Home Opini DNA memecahkan misteri hilangnya buaya Seychelles berusia 250 tahun

DNA memecahkan misteri hilangnya buaya Seychelles berusia 250 tahun

3
0


Selama lebih dari 250 tahun, catatan para penjelajah awal menggambarkan buaya sebagai pemandangan umum di sepanjang pantai Seychelles. Namun setelah kedatangan pemukim permanen pada tahun 1770, populasi pulau tersebut dengan cepat menghilang. Dalam waktu sekitar 50 tahun, buaya telah dimusnahkan sepenuhnya.

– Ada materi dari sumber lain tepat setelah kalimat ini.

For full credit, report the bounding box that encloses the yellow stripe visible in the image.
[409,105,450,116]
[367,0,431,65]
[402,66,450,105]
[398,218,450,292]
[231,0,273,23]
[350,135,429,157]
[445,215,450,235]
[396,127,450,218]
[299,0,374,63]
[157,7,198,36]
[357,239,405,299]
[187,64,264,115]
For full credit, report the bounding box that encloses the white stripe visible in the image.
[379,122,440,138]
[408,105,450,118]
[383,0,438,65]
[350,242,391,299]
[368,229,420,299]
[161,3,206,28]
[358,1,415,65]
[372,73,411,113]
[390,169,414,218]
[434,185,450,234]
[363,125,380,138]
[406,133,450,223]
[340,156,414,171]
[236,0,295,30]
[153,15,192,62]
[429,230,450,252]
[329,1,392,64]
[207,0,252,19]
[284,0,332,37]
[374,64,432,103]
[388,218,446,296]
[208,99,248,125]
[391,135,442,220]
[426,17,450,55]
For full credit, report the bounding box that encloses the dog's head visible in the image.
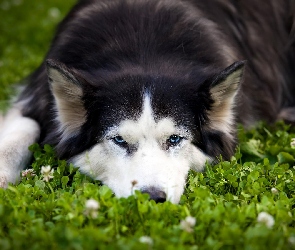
[47,60,244,203]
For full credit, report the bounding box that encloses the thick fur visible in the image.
[0,0,295,203]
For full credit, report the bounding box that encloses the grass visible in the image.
[0,0,295,250]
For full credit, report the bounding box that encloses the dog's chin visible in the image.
[105,181,184,204]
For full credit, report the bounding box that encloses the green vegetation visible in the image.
[0,0,295,250]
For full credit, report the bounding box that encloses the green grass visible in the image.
[0,0,295,250]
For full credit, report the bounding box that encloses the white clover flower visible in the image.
[41,165,54,182]
[48,7,61,19]
[85,199,100,219]
[139,236,154,245]
[288,236,295,245]
[257,212,275,228]
[180,216,196,233]
[271,188,279,194]
[22,168,36,178]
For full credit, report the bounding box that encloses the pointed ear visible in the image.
[208,61,245,135]
[46,60,86,134]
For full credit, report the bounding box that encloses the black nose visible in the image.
[141,187,166,203]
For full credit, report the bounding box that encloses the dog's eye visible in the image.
[167,135,183,146]
[112,135,127,146]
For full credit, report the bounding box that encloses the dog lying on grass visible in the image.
[0,0,295,203]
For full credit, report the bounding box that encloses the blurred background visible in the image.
[0,0,76,110]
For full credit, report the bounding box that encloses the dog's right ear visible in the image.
[46,59,86,135]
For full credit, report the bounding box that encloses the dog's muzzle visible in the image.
[141,187,166,203]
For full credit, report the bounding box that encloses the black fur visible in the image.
[20,0,295,159]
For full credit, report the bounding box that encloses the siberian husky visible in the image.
[0,0,295,203]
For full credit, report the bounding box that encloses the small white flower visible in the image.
[48,7,61,19]
[271,188,279,194]
[22,169,36,178]
[180,216,196,233]
[139,236,154,245]
[257,212,275,228]
[41,165,54,182]
[288,236,295,245]
[85,199,100,218]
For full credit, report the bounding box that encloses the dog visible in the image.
[0,0,295,203]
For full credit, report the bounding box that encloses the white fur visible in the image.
[70,95,210,203]
[0,108,40,188]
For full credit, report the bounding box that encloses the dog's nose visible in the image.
[141,187,166,203]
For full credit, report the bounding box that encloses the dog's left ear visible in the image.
[208,61,245,134]
[46,60,86,134]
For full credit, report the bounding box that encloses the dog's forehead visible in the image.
[109,93,189,143]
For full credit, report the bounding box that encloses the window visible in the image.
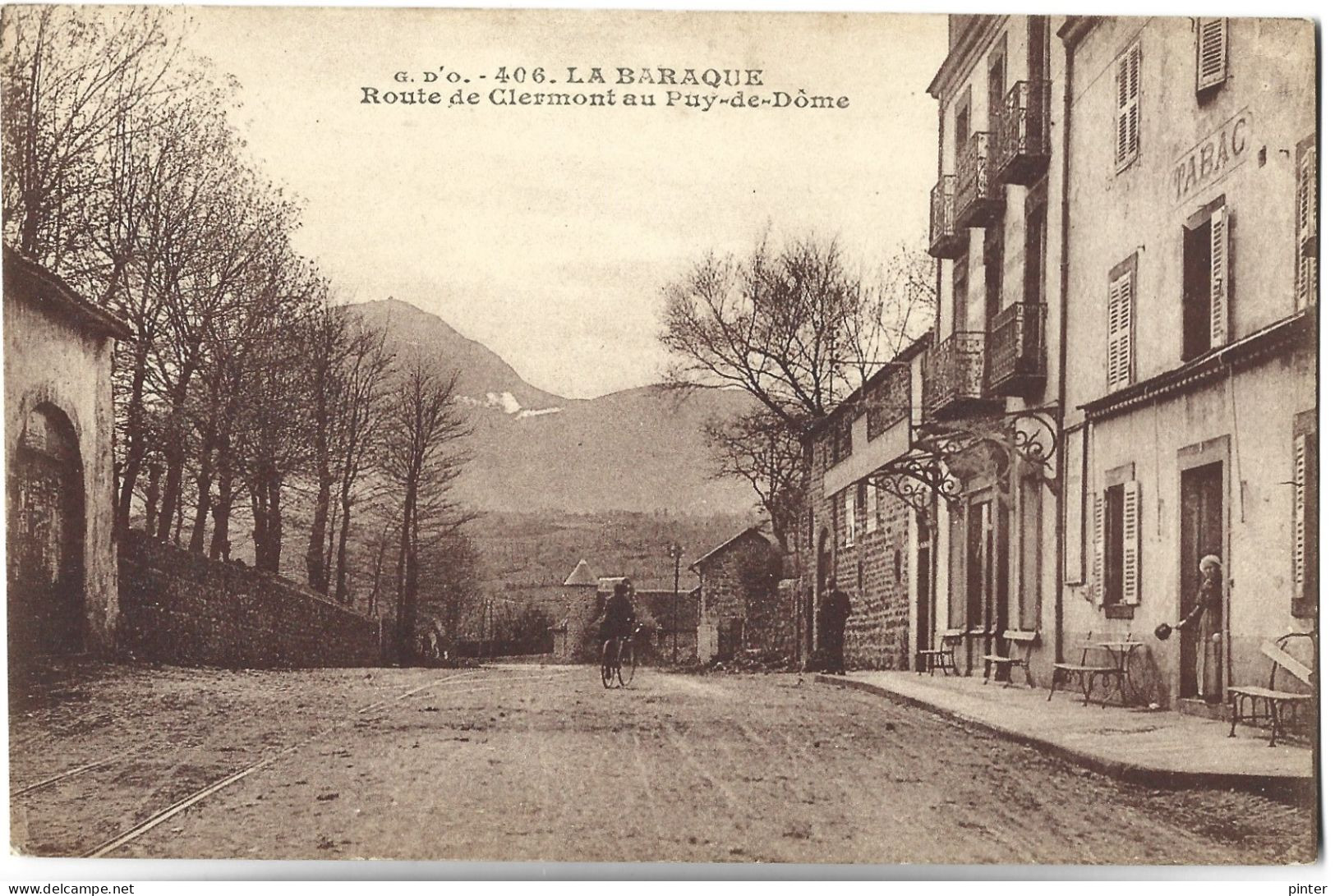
[1016,476,1043,632]
[829,414,853,466]
[1024,181,1048,305]
[1092,480,1140,608]
[1196,19,1228,94]
[983,222,1006,327]
[1108,255,1136,391]
[844,486,857,548]
[1291,412,1320,617]
[951,254,969,333]
[1294,135,1318,311]
[1113,43,1140,171]
[988,39,1006,139]
[1061,426,1088,585]
[1181,196,1230,361]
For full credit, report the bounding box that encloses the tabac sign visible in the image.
[1170,109,1252,205]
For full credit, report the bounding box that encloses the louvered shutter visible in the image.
[1108,271,1134,391]
[1209,205,1230,348]
[1294,435,1307,606]
[1115,44,1140,168]
[1294,145,1316,310]
[1089,491,1103,606]
[1298,143,1316,258]
[1121,480,1140,604]
[1196,19,1228,91]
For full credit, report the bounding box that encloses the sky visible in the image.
[190,7,946,398]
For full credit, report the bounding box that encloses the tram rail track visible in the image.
[63,668,579,858]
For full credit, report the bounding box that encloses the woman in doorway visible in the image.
[1173,554,1224,704]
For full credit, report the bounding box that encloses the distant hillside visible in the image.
[348,299,754,514]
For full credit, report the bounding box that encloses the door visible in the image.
[807,529,833,655]
[8,406,84,659]
[1177,461,1228,698]
[964,498,993,670]
[914,517,936,672]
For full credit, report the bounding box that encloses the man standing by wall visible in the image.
[820,574,853,674]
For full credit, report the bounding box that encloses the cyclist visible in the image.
[598,580,636,646]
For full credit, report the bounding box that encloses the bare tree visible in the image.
[380,358,470,664]
[2,7,189,269]
[705,409,803,554]
[660,237,935,550]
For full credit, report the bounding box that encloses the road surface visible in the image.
[11,666,1314,864]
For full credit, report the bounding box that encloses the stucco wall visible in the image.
[4,292,117,655]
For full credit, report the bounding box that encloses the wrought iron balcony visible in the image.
[923,331,987,420]
[996,81,1052,187]
[955,131,1006,230]
[927,173,969,259]
[988,301,1048,397]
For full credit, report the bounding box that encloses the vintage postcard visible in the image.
[0,6,1320,871]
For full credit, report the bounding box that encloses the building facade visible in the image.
[689,526,794,662]
[793,337,935,669]
[4,248,131,662]
[925,16,1318,710]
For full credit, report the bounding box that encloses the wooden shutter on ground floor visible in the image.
[1089,491,1103,606]
[1121,480,1140,604]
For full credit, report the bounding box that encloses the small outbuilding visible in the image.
[4,247,131,664]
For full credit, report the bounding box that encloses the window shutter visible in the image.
[1294,143,1316,310]
[1209,205,1230,348]
[1196,19,1228,91]
[1089,491,1103,606]
[1298,143,1316,258]
[1121,480,1140,604]
[1108,271,1134,391]
[1115,44,1140,168]
[1294,434,1307,606]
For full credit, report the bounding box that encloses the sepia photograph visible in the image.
[0,6,1322,875]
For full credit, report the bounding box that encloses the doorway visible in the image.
[805,529,835,655]
[1177,461,1228,701]
[914,514,936,672]
[8,405,85,659]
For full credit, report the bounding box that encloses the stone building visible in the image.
[688,526,794,661]
[924,16,1318,710]
[4,247,131,662]
[796,338,933,669]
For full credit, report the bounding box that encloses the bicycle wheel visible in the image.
[617,638,636,687]
[601,641,615,687]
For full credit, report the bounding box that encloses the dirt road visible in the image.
[11,666,1314,864]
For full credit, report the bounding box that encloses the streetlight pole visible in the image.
[668,541,685,665]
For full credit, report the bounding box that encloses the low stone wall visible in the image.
[117,531,382,669]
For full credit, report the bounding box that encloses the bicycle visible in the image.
[602,625,645,687]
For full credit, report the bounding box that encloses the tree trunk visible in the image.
[306,471,333,595]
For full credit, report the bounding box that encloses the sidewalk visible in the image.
[816,672,1312,796]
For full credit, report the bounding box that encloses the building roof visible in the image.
[686,526,775,569]
[4,246,135,341]
[560,557,598,587]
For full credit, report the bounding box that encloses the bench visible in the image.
[983,632,1038,687]
[1048,632,1132,708]
[918,630,964,678]
[1228,632,1316,747]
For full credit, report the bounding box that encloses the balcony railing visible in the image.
[927,173,969,259]
[955,131,1004,228]
[996,81,1052,187]
[988,301,1048,397]
[923,333,987,420]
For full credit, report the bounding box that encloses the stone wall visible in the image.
[700,534,794,659]
[117,531,382,669]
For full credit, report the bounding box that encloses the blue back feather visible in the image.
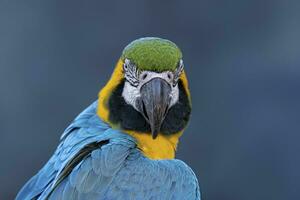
[16,102,200,200]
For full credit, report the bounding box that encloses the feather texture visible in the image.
[16,102,200,200]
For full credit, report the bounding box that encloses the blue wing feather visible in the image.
[16,102,200,200]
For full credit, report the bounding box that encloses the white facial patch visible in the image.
[122,71,179,110]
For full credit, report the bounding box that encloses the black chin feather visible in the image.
[108,80,191,135]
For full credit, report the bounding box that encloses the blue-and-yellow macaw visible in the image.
[16,37,200,200]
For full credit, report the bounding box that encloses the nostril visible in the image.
[163,106,169,118]
[142,101,149,120]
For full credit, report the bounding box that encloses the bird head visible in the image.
[98,37,191,152]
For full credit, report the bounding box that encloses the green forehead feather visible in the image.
[121,37,182,72]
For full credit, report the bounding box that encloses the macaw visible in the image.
[16,37,200,200]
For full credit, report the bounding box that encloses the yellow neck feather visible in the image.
[97,60,190,159]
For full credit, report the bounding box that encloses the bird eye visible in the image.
[142,73,148,80]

Kini para ilmuwan akhirnya menemukan identitas sebenarnya dari reptil yang punah ini berkat analisis genetik baru. Studi tersebut menemukan bahwa buaya Seychelles bukanlah spesies yang berbeda, seperti dugaan beberapa orang. Sebaliknya, ini adalah populasi buaya air asin paling barat yang diketahui (Buaya porosus), reptil terbesar yang masih hidup di dunia dan salah satu penjelajah laut paling cakap.

DNA mengungkap asal muasal buaya Seychelles

Para peneliti dari Jerman dan Seychelles telah mempelajari sejarah evolusi buaya air asin dengan membandingkan DNA hewan modern dengan materi genetik yang diambil dari spesimen museum sejarah. Tim menganalisis genom mitokondria buaya yang diawetkan milik genus tersebut Buayatermasuk sampel langka dari populasi Seychelles yang punah sekitar 200 tahun lalu.

Hasil penelitian ini mengkonfirmasi teori sebelumnya yang hanya didasarkan pada penampilan fisik buaya. Bukti genetik kini menunjukkan bahwa hewan Seychelles berkerabat dekat dengan buaya air asin yang hidup ribuan mil jauhnya.

Buaya telah melakukan perjalanan jauh melintasi Samudera Hindia

Dari semua spesies buaya yang masih hidup, buaya air asin mampu beradaptasi dengan baik terhadap kehidupan di laut. Kelenjar garam khusus memungkinkan reptil ini membuang kelebihan garam dari tubuhnya, sehingga memungkinkan mereka bertahan hidup dalam jangka waktu lama di air laut. Seiring berjalannya waktu, kemampuan ini telah membantu spesies ini menyebar ke wilayah pesisir dan pulau-pulau terpencil.

“Para pendiri populasi Seychellois harus melakukan perjalanan setidaknya 3.000 kilometer melintasi Samudera Hindia untuk mencapai kepulauan terpencil, bahkan mungkin lebih jauh lagi,” jelas pakar reptil Frank Glaw dari Bavarian Natural History Collections (SNSB) dan penulis utama studi tersebut.

Para ilmuwan yakin buaya-buaya ini kemungkinan besar melakukan perjalanan dari generasi ke generasi mengikuti arus laut, dan akhirnya membentuk populasi di pulau-pulau terpencil di Seychelles.

Salah satu reptil paling tersebar luas di dunia

“Model genetik menunjukkan bahwa populasi buaya air asin tetap terhubung dalam jangka waktu yang lama dan dalam jarak yang jauh, yang menunjukkan tingginya mobilitas spesies ini,” jelas penulis pertama Stefanie Agne dari Universitas Potsdam.

Saat ini, buaya air asin tetap menjadi salah satu reptil yang paling tersebar luas di muka bumi. Sebelum populasi Seychelles musnah, spesies ini menempati wilayah yang lebih luas lagi yang membentang lebih dari 12.000 kilometer dari Vanuatu di Samudera Pasifik hingga Seychelles di Samudera Hindia.